Moscou même ne me dédommagera pas de la peine que je me donne pour l’aller voir. Renonçons à Moscou, faisons tourner bride au postillon, et partons en toute hâte pour Paris. J’en étais là de mes rêveries quand le jour est venu. Ma calèche était restée découverte et dans mon demi-sommeil je ne m’apercevais pas de la maligne influence des rosées du Nord : mes habits étaient traversés, mes cheveux comme trempés de sueur, tous les cuirs de ma voiture baignés d’une eau malfaisante. J’avais mal aux yeux, un voile était sur ma vue : je me rappelais le prince de*** devenu aveugle en vingt-quatre heures pour avoir bivouaqué en Pologne sous la même latitude dans une prairie humide[1].
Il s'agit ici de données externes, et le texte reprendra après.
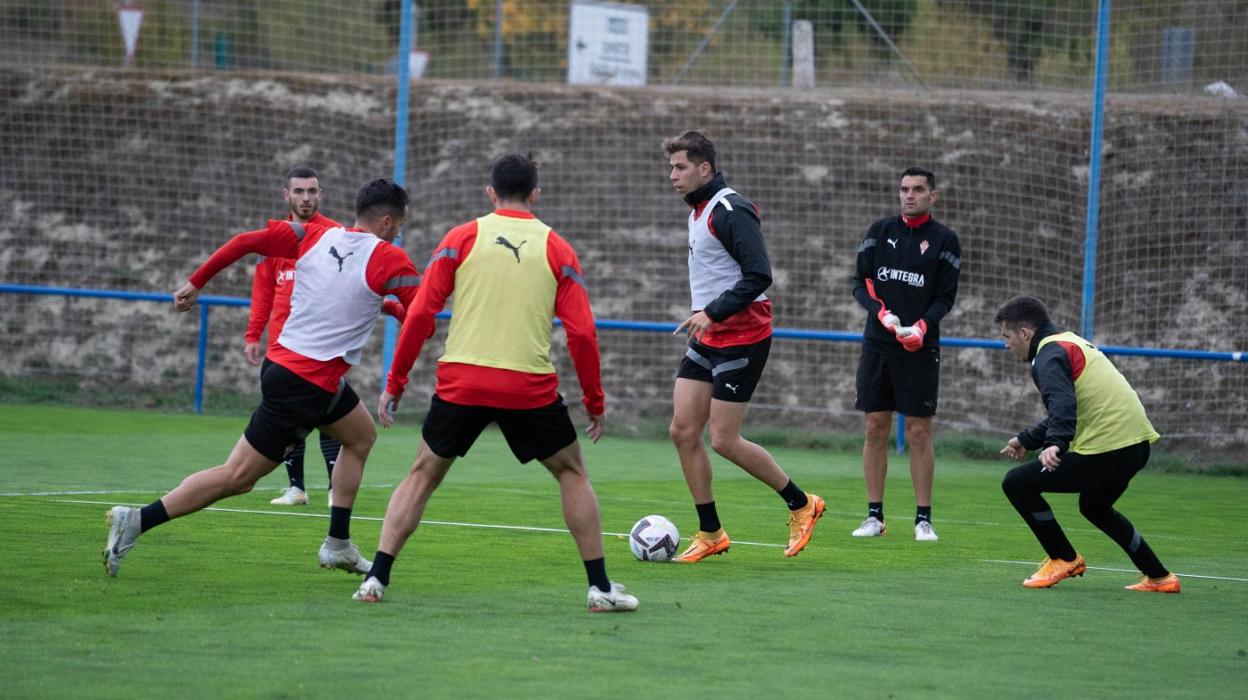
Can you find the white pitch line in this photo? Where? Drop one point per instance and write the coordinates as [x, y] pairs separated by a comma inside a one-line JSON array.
[[527, 528], [375, 519], [1122, 570], [160, 490]]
Mon domestique m’annonce que ma voiture est raccommodée : je pars, et si l’on ne m’a pas ensorcelé, si quelque accident nouveau ne me retient pas en chemin, si je ne suis pas destiné à faire mon en-

  1. Peu s’en fallut que ce malheur auquel je croyais avoir échappé ne m’arrivât. Le mal d’yeux qui commençait, quand j’écrivais cette lettre, n’a fait qu’augmenter pendant tout mon séjour à Moscou et plus loin ; enfin, au retour de la foire de Nijni, il a dégénéré en une ophthalmie chronique dont je me ressens encore.